Dutch chess player (born 1966)

Jessica Harmsen (born 5 September 1966) is a Dutch chess Woman International Master (1988), three-times Dutch Women's Chess Championships winner (1985, 1987, 1988).

== Chess career ==
Harmsen won the Dutch Youth Chess Championships three times: in 1982 in the girls U16 age group, in 1984 and 1985 in the girls U20 age group. In 1984, in Katowice she participated in European Girls' Junior Chess Championship and ranked in 7th place. In 1985, in Dobrna she participated in World Girls' Junior Chess Championship and ranked in 12th place.

In the 1980s and 1990s, Harmsen was among the leading Dutch female chess players. She competed many times in the individual finals of the Dutch Women's Chess Championship and three times won this tournament: 1985 (shared 1st place with Hanneke van Parreren), 1987 and 1988. In addition, in 1989 she won a silver medal and in 2000 - a bronze medal at the Dutch Women's Chess Championships. In 1986, she took 6th place in the international chess tournament in Nałęczów.

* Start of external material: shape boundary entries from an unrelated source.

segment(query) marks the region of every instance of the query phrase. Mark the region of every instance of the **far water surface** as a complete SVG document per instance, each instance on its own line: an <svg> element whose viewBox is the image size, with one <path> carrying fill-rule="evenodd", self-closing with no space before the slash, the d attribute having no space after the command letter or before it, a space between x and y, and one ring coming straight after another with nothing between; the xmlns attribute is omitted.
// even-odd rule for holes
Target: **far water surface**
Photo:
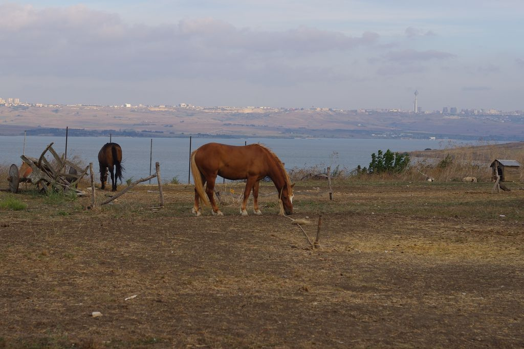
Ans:
<svg viewBox="0 0 524 349"><path fill-rule="evenodd" d="M100 148L109 141L105 137L69 137L67 157L81 159L84 165L93 163L93 170L99 171L97 156ZM122 148L125 178L134 180L149 175L151 139L113 137L112 141ZM54 142L53 149L59 154L64 152L66 138L59 137L27 137L25 155L38 157L48 144ZM294 167L328 166L334 168L339 165L352 170L357 165L367 166L371 154L381 149L402 152L413 150L443 149L451 145L471 144L475 142L453 141L449 140L419 139L213 139L193 138L192 150L202 144L217 142L232 145L261 143L270 148L289 170ZM0 137L0 164L12 163L20 166L24 149L24 137ZM155 163L159 162L163 182L177 178L182 183L188 183L189 168L189 138L154 138L151 171L155 172Z"/></svg>

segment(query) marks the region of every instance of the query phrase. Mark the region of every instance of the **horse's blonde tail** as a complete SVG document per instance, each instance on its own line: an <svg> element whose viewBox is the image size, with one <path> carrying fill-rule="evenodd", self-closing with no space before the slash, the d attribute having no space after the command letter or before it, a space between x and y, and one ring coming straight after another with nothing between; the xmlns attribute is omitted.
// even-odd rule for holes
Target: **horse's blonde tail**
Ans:
<svg viewBox="0 0 524 349"><path fill-rule="evenodd" d="M198 150L197 149L197 150ZM195 155L196 153L196 150L194 151L191 153L191 173L193 174L193 182L195 184L195 189L196 190L196 193L198 196L200 197L200 199L202 200L204 204L206 206L210 206L209 201L208 201L208 199L205 197L205 193L204 192L204 185L202 183L202 175L200 173L200 170L199 170L198 166L196 166L196 163L195 162Z"/></svg>

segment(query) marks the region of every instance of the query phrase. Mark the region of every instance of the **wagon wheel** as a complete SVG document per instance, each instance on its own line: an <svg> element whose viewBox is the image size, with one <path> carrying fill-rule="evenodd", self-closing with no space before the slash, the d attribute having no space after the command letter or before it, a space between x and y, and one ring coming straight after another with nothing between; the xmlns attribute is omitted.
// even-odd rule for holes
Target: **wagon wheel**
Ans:
<svg viewBox="0 0 524 349"><path fill-rule="evenodd" d="M18 167L13 164L9 168L9 176L7 177L9 182L9 189L11 193L16 193L18 191L18 183L20 182L20 176L18 174Z"/></svg>

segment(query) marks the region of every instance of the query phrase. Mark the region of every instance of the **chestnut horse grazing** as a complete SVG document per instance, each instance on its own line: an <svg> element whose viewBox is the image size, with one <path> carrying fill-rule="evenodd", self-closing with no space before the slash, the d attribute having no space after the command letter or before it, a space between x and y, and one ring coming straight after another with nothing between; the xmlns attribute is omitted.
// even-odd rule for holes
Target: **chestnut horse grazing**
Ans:
<svg viewBox="0 0 524 349"><path fill-rule="evenodd" d="M205 194L213 208L212 213L222 216L213 197L217 175L227 179L247 179L244 190L244 200L240 209L243 216L247 215L246 204L251 189L253 190L253 210L261 215L258 208L258 185L260 180L268 176L277 187L279 197L287 215L293 213L293 186L284 165L273 152L259 144L243 147L208 143L191 153L191 172L195 183L195 204L193 213L201 215L199 199L209 206Z"/></svg>
<svg viewBox="0 0 524 349"><path fill-rule="evenodd" d="M122 149L116 143L106 143L99 152L99 164L100 165L100 182L102 188L105 188L107 181L107 170L111 174L111 190L116 190L117 178L122 181L122 172L124 166L122 162ZM113 173L113 170L115 170ZM115 177L116 178L115 178Z"/></svg>

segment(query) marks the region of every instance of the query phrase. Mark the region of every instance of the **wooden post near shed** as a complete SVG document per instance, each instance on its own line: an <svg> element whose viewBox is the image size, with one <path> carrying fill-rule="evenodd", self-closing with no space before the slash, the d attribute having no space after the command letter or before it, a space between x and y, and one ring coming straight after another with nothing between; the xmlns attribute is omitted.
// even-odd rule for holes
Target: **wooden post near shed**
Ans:
<svg viewBox="0 0 524 349"><path fill-rule="evenodd" d="M497 180L495 182L495 185L493 186L493 188L492 189L492 193L498 193L500 191L500 176L497 175Z"/></svg>

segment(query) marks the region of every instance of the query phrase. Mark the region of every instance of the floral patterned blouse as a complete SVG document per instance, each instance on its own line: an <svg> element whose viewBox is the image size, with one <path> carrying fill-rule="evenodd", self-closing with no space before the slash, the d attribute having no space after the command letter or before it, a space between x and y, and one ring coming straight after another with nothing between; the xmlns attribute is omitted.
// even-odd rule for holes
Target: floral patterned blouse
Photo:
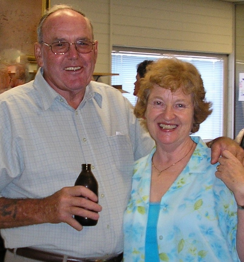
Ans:
<svg viewBox="0 0 244 262"><path fill-rule="evenodd" d="M215 173L211 150L198 136L187 166L162 198L157 238L160 261L239 261L236 204ZM152 158L136 161L125 213L124 262L144 261ZM156 262L156 261L153 261Z"/></svg>

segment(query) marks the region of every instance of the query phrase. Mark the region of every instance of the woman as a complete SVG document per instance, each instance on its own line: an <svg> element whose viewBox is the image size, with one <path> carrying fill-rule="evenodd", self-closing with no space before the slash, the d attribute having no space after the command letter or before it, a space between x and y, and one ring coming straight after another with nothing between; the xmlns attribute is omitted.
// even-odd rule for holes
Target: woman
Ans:
<svg viewBox="0 0 244 262"><path fill-rule="evenodd" d="M201 76L175 59L159 60L147 70L135 112L156 146L136 162L124 261L239 261L243 224L237 225L235 198L215 176L210 150L189 136L211 112Z"/></svg>

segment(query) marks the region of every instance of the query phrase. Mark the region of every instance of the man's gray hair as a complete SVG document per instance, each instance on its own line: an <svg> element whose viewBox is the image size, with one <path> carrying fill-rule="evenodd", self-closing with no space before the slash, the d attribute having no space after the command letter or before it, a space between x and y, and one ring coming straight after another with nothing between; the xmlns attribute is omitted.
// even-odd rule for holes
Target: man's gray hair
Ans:
<svg viewBox="0 0 244 262"><path fill-rule="evenodd" d="M76 12L77 13L81 15L81 16L84 17L86 17L90 23L90 26L91 28L91 33L92 35L92 40L93 40L94 38L93 27L91 21L86 17L85 14L82 12L75 9L71 5L54 5L52 7L46 10L44 14L42 16L41 18L38 27L37 27L37 41L38 41L38 42L39 43L41 43L43 41L42 26L43 25L43 23L46 18L51 14L54 13L55 12L56 12L57 11L58 11L62 9L68 9L70 10L72 10L73 11L74 11L75 12Z"/></svg>

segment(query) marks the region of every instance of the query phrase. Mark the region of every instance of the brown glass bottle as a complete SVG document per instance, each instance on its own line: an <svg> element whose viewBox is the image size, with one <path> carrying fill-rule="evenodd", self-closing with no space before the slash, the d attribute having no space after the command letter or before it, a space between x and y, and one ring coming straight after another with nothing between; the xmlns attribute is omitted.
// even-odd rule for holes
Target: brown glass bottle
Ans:
<svg viewBox="0 0 244 262"><path fill-rule="evenodd" d="M89 188L98 196L98 184L91 170L91 164L82 164L81 171L74 183L75 186L84 186ZM74 218L84 226L96 226L97 220L88 217L75 215Z"/></svg>

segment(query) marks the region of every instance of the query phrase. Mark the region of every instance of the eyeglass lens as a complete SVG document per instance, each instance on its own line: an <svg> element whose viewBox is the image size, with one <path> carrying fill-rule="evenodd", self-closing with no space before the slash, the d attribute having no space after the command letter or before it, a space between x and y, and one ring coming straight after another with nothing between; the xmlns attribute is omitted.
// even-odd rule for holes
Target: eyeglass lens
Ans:
<svg viewBox="0 0 244 262"><path fill-rule="evenodd" d="M89 41L80 41L75 43L68 42L55 42L51 45L52 51L54 53L61 54L66 53L70 48L70 45L75 44L76 49L80 53L88 53L92 50L93 44Z"/></svg>

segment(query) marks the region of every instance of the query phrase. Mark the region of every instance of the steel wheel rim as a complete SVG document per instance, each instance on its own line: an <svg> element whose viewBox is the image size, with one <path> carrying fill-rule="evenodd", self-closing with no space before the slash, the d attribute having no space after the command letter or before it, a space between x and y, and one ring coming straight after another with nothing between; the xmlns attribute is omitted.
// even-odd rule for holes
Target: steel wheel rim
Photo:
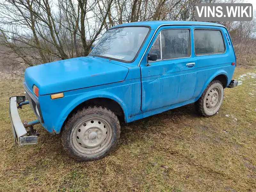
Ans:
<svg viewBox="0 0 256 192"><path fill-rule="evenodd" d="M92 154L103 150L109 144L112 129L105 119L91 117L76 126L72 137L72 143L77 150L83 153Z"/></svg>
<svg viewBox="0 0 256 192"><path fill-rule="evenodd" d="M220 104L221 92L219 87L215 87L207 93L205 100L206 108L209 111L214 111Z"/></svg>

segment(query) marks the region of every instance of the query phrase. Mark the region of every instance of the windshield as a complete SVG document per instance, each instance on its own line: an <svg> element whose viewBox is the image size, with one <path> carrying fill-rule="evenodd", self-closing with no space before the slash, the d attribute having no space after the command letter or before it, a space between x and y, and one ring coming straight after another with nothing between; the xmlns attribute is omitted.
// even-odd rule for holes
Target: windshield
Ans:
<svg viewBox="0 0 256 192"><path fill-rule="evenodd" d="M108 30L90 54L131 61L137 54L149 30L146 27L134 27Z"/></svg>

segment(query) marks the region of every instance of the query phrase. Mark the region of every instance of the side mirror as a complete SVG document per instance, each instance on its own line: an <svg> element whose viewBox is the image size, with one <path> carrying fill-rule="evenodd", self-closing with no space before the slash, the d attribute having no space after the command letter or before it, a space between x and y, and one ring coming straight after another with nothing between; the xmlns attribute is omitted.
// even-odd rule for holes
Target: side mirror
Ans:
<svg viewBox="0 0 256 192"><path fill-rule="evenodd" d="M156 54L156 53L148 53L147 56L147 64L145 65L145 66L150 66L151 65L148 64L148 61L156 61L157 59Z"/></svg>
<svg viewBox="0 0 256 192"><path fill-rule="evenodd" d="M157 55L156 53L148 53L148 60L149 61L156 61Z"/></svg>

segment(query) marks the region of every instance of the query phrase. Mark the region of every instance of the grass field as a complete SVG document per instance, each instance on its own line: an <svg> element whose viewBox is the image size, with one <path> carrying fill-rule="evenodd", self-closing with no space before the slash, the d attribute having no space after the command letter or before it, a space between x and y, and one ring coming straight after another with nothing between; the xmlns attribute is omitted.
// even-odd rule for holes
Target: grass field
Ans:
<svg viewBox="0 0 256 192"><path fill-rule="evenodd" d="M58 136L40 125L37 145L13 144L9 98L24 91L21 80L3 80L0 191L256 191L254 74L236 68L242 84L225 89L214 116L198 116L191 104L129 124L109 156L85 163L67 156ZM19 112L35 119L29 106Z"/></svg>

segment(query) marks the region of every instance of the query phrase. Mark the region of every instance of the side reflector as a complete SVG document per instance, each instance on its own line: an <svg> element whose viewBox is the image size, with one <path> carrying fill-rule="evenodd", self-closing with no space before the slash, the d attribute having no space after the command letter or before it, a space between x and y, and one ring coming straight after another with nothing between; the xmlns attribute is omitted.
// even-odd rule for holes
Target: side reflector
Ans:
<svg viewBox="0 0 256 192"><path fill-rule="evenodd" d="M39 95L39 89L35 85L33 86L33 92L37 97Z"/></svg>
<svg viewBox="0 0 256 192"><path fill-rule="evenodd" d="M56 94L53 94L51 95L51 98L52 99L58 99L58 98L61 98L64 97L64 94L63 93L57 93Z"/></svg>

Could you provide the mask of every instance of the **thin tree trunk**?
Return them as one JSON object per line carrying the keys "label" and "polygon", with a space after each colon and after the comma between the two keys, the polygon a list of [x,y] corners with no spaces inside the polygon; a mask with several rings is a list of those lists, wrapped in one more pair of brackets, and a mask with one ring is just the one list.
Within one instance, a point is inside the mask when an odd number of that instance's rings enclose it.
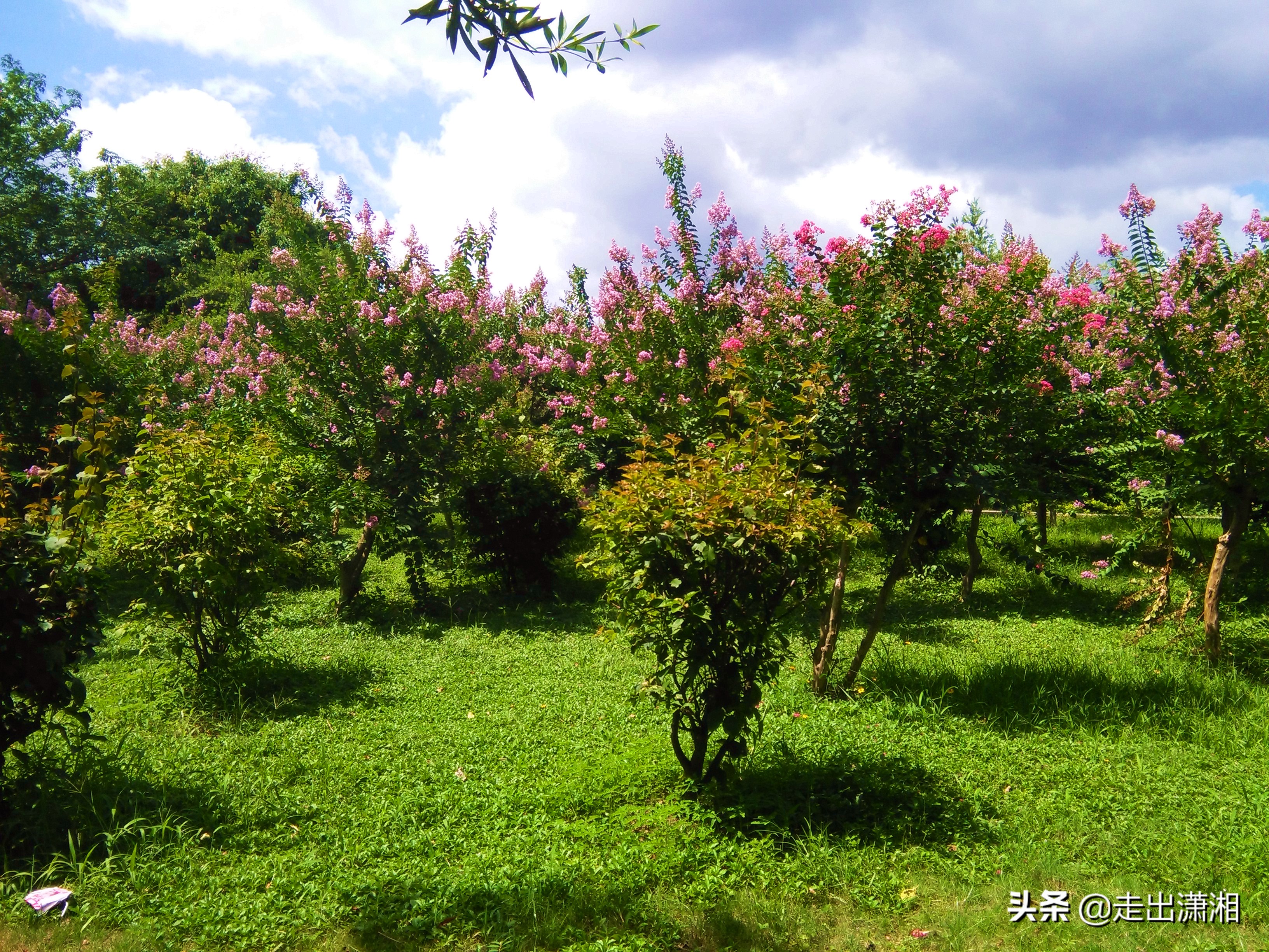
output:
{"label": "thin tree trunk", "polygon": [[339,564],[339,607],[346,608],[362,592],[362,570],[374,547],[376,522],[367,520],[353,555]]}
{"label": "thin tree trunk", "polygon": [[820,622],[820,640],[811,658],[811,691],[816,697],[824,697],[829,687],[829,669],[832,668],[832,655],[838,650],[838,632],[841,630],[841,593],[845,588],[846,564],[850,561],[850,533],[841,534],[841,551],[838,553],[838,575],[832,580],[832,595],[829,598],[827,614]]}
{"label": "thin tree trunk", "polygon": [[1221,659],[1221,583],[1230,556],[1237,548],[1242,531],[1251,520],[1251,494],[1242,491],[1227,500],[1221,515],[1225,532],[1216,541],[1212,567],[1207,572],[1207,592],[1203,594],[1203,640],[1207,660],[1212,664]]}
{"label": "thin tree trunk", "polygon": [[877,607],[873,609],[872,621],[868,622],[868,631],[864,632],[864,640],[859,642],[859,650],[855,651],[855,656],[850,661],[850,670],[846,671],[846,677],[841,683],[843,688],[849,688],[855,683],[855,678],[859,677],[859,669],[864,666],[868,650],[872,647],[872,642],[877,640],[877,632],[881,631],[882,619],[886,617],[886,603],[890,602],[890,595],[895,590],[896,583],[904,576],[904,570],[907,567],[907,552],[911,550],[912,541],[921,528],[921,519],[925,518],[928,508],[923,505],[912,515],[912,524],[904,537],[904,543],[898,552],[895,553],[895,560],[890,564],[890,571],[886,572],[886,580],[877,594]]}
{"label": "thin tree trunk", "polygon": [[[1167,480],[1169,489],[1171,487],[1171,477]],[[1167,607],[1173,603],[1173,503],[1171,499],[1164,500],[1164,578],[1162,578],[1162,600],[1161,605]]]}
{"label": "thin tree trunk", "polygon": [[982,519],[982,496],[973,500],[973,510],[970,513],[970,528],[964,533],[964,548],[970,553],[970,565],[961,579],[961,600],[968,602],[973,594],[973,579],[982,565],[982,552],[978,548],[978,522]]}

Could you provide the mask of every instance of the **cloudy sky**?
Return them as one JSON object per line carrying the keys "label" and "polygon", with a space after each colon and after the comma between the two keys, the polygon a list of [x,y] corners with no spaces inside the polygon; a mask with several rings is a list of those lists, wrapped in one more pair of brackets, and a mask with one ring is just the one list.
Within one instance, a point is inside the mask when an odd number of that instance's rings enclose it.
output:
{"label": "cloudy sky", "polygon": [[1269,209],[1264,0],[566,3],[662,25],[604,76],[530,66],[536,100],[401,25],[406,0],[0,0],[0,52],[82,93],[86,155],[343,175],[437,253],[496,209],[495,277],[556,291],[664,223],[666,135],[746,232],[854,234],[872,199],[947,183],[1063,260],[1122,236],[1131,182],[1165,245],[1202,202],[1231,237]]}

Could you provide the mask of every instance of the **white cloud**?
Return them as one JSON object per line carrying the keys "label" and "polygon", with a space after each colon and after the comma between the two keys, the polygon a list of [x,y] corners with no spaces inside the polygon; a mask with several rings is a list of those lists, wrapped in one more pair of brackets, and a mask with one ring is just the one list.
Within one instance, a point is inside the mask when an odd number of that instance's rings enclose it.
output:
{"label": "white cloud", "polygon": [[235,105],[259,105],[273,96],[273,93],[259,83],[237,76],[216,76],[203,80],[203,91]]}
{"label": "white cloud", "polygon": [[[1032,10],[987,0],[934,13],[881,0],[812,3],[811,13],[791,14],[822,20],[806,42],[783,27],[768,42],[761,18],[745,13],[751,5],[728,0],[741,8],[728,23],[750,17],[759,25],[744,28],[744,42],[708,50],[685,46],[681,33],[713,29],[712,18],[727,17],[721,4],[666,5],[648,52],[603,77],[560,80],[529,67],[538,93],[529,100],[506,65],[482,80],[437,27],[401,27],[401,0],[70,3],[121,37],[282,69],[292,100],[313,110],[332,99],[374,109],[431,96],[445,112],[430,140],[401,132],[368,155],[363,143],[382,140],[332,128],[321,114],[311,135],[398,231],[418,225],[438,259],[464,220],[496,208],[492,264],[500,281],[518,283],[539,264],[552,281],[574,261],[602,268],[610,237],[633,246],[647,239],[666,216],[652,162],[665,133],[684,146],[693,182],[711,195],[726,190],[747,232],[803,217],[850,232],[872,201],[947,183],[962,199],[982,198],[992,227],[1009,220],[1058,260],[1095,251],[1101,231],[1122,235],[1115,209],[1129,182],[1159,198],[1157,231],[1174,242],[1175,223],[1199,202],[1231,225],[1245,221],[1251,198],[1230,183],[1263,179],[1269,168],[1269,140],[1247,131],[1240,99],[1259,90],[1247,53],[1256,29],[1212,17],[1183,42],[1178,24],[1193,15],[1179,4],[1093,18],[1082,1]],[[590,9],[600,23],[614,5],[643,22],[648,3],[662,0],[594,0]],[[1230,23],[1264,19],[1237,6],[1225,14]],[[671,38],[675,20],[683,29]],[[1189,63],[1187,83],[1159,74],[1171,69],[1160,43]],[[223,77],[202,93],[132,93],[119,107],[94,98],[84,124],[99,133],[94,149],[128,157],[194,147],[316,168],[315,146],[253,128],[244,110],[264,94]]]}
{"label": "white cloud", "polygon": [[93,133],[86,150],[91,156],[102,149],[138,162],[187,151],[211,157],[240,154],[275,169],[298,165],[320,171],[312,143],[258,136],[232,103],[201,89],[154,90],[119,105],[89,99],[74,118]]}

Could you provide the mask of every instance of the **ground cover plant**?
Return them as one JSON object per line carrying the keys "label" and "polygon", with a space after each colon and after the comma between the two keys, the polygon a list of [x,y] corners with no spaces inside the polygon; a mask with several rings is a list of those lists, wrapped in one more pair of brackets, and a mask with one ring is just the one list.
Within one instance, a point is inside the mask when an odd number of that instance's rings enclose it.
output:
{"label": "ground cover plant", "polygon": [[[1063,518],[1079,560],[1126,519]],[[992,537],[1014,531],[986,515]],[[1214,527],[1204,533],[1214,542]],[[1264,541],[1256,552],[1264,552]],[[879,545],[846,580],[865,621]],[[1074,574],[1074,569],[1072,569]],[[571,575],[571,574],[570,574]],[[438,586],[443,585],[437,579]],[[86,758],[44,741],[5,817],[8,947],[1258,948],[1265,941],[1263,600],[1213,677],[1189,636],[1128,644],[1107,608],[989,550],[978,600],[901,581],[849,696],[801,658],[733,782],[681,781],[654,668],[596,631],[594,581],[416,621],[401,557],[358,618],[278,599],[255,663],[174,679],[110,638]],[[487,594],[481,594],[481,592]],[[1237,632],[1237,633],[1235,633]],[[1241,654],[1245,652],[1245,654]],[[66,834],[70,831],[70,843]],[[67,882],[65,923],[20,895]],[[1011,925],[1009,890],[1241,890],[1242,927]],[[928,930],[915,939],[912,929]],[[886,937],[890,937],[888,939]]]}

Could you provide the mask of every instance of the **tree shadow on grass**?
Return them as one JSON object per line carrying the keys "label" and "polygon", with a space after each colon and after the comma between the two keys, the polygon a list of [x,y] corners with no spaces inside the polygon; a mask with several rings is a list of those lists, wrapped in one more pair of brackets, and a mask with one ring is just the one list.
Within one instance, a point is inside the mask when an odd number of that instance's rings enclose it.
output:
{"label": "tree shadow on grass", "polygon": [[1226,635],[1221,650],[1239,674],[1256,684],[1269,684],[1269,619],[1251,631]]}
{"label": "tree shadow on grass", "polygon": [[217,717],[279,720],[331,706],[374,703],[367,689],[378,678],[369,665],[346,658],[296,661],[259,652],[225,659],[201,677],[190,677],[185,696],[195,710]]}
{"label": "tree shadow on grass", "polygon": [[954,781],[906,757],[854,751],[807,760],[784,744],[746,763],[716,795],[714,809],[741,835],[773,836],[784,848],[815,834],[883,848],[985,842],[995,816]]}
{"label": "tree shadow on grass", "polygon": [[[345,896],[354,909],[352,933],[365,952],[463,944],[562,948],[582,939],[650,937],[670,944],[676,927],[652,900],[643,878],[612,881],[558,875],[528,875],[505,886],[458,885],[445,878],[379,880]],[[662,944],[662,943],[654,943]]]}
{"label": "tree shadow on grass", "polygon": [[[28,760],[10,758],[0,779],[0,869],[27,873],[33,885],[46,885],[41,875],[72,875],[74,861],[102,862],[135,847],[218,845],[216,831],[231,821],[214,787],[156,783],[121,748],[61,740],[28,748]],[[203,840],[204,831],[213,835]]]}
{"label": "tree shadow on grass", "polygon": [[1114,670],[1076,659],[1001,660],[968,673],[878,659],[865,678],[900,703],[985,718],[1001,730],[1096,724],[1175,725],[1244,707],[1245,689],[1206,673]]}

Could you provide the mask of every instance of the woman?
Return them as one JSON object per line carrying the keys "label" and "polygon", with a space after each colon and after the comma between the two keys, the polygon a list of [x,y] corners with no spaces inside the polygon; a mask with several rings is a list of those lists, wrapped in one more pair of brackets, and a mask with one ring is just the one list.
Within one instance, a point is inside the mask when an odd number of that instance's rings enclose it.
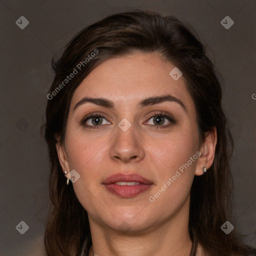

Harmsen thrice participated in Women's World Chess Championship West European Subzonal tournaments:
- in 1985, in Amsterdam and ranked in 5th place;
- in 1990, in Oisterwijk and ranked in 9th place;
- in 1991, in Oisterwijk and ranked in 6th place.

Harmsen played for the Netherlands in the Women's Chess Olympiad:
- In 1988, at first board in the 28th Chess Olympiad (women) in Thessaloniki (+5, =2, -4).

Harmsen achieved the highest rating in her career on 1 July 1989, with a score of 2245 points, she was then ranked first among Dutch female chess players. Since 1994, she has played very rarely in tournaments classified by the FIDE.